4. Transient or permanent neonatal diabetes mellitus

   1. Give IV or oral fluids and monitor the urine output, blood pH, and serum electrolyte levels.

   2. Give insulin either by constant infusion or subcutaneously (see Section V.C.3). Monitor glucose levels with bedside testing every 4–6 hours. This disease usually resolves in days to months.

   3. Continuous subcutaneous insulin infusion (CSII) is used with an insulin pump and has been used in neonates with diabetes with less variability in glucose. Guidelines are lacking because of few cases where it has been used.

   4. Oral sulfonylurea therapy may be a useful treatment option for some patients where subcutaneous insulin might be difficult for some caregivers.

   5. Repeat serum insulin values to rule out permanent diabetes mellitus. Early genetic testing should be done.

   6. KCNJ11- and ABCC8-related permanent neonatal diabetes are responsive to oral sulfonylurea therapy. GCK- and IPF1-related permanent neonatal diabetes require insulin therapy.

   7. Consult a pediatric endocrinologist.

5. Medications

   1. If the infant is receiving theophylline, the serum theophylline level should be checked to detect possible toxicity, with resulting hyperglycemia. Other signs of theophylline toxicity include tachycardia, jitteriness, feeding intolerance, and seizures. If the level is high, the dosage must be altered or the drug discontinued.

   2. With maternal use of diazoxide, the infant may have tachycardia and hypotension as well as hyperglycemia. Toxicity in the infant is usually self-limited, and only observation is usually necessary.

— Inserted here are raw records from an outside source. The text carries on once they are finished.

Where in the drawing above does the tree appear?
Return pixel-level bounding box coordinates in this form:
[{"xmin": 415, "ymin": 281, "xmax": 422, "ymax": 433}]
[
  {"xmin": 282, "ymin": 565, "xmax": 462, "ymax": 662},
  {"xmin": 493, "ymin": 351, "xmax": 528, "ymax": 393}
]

   3. Caffeine and phenytoin should be adjusted or discontinued if possible.

   4. Steroids. Prolonged courses and pharmacologic dosing of corticosteroids are being used in some infants with chronic lung disease. When steroid use is deemed necessary, reducing the dose or frequency may limit the hyperglycemic effects.

6. Hyperosmolarity. Rehydration is necessary. If hyperglycemia is secondary to a hyperosmolar formula, stop the formula and give detailed instructions on how to make formula using powder or concentrated formula.